Moon, who has strong ties to the Eastern Bay, said the work – Georgina Beyer in the Peace Garden – captures Beyer in the Peace Garden at the Wellington Botanic Garden, a setting chosen to reflect her lifelong commitment to justice, dignity and the right to live free from discrimination.
A ground-breaking figure, Beyer was the world’s first openly transgender mayor in 1995 and, in 1999, became the first openly transgender Member of Parliament.
A former sex worker, she was a passionate advocate for social justice, playing a key role in reforms around prostitution law, civil unions, anti-discrimination protections and Māori rights.
Completed in August 2022, the portrait is among the last painted of Beyer before her death in March 2023.
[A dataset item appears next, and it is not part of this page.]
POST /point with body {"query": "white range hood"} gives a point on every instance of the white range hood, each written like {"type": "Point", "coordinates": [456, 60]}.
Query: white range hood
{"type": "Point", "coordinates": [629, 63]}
It forms part of Moon’s wider body of work focusing on LGBTQ+ figures whose lives have helped shape public culture and expand ideas of identity, representation and belonging.
Moon’s work is held in public and private collections in the United Kingdom and internationally, including London’s National Portrait Gallery.
Her portraits of LGBTQIA+ figures such as Dr Ronx and Lola Flash have also been selected for the gallery’s prestigious Portrait Award.
Reflecting on the work, Moon said Beyer had been a powerful role model.
“Growing up in suburban New Zealand in the 1980s and 90s, visible diversity was limited.
“As a teenager, however, I knew it was possible not only to be gay, but to be openly, successfully and unapologetically so because of role models like Georgina Beyer.
“In this portrait, I wanted to convey Georgina’s quiet poise and dignity, her innate fairness and her conviction that things matter – and that they are worth fighting for.”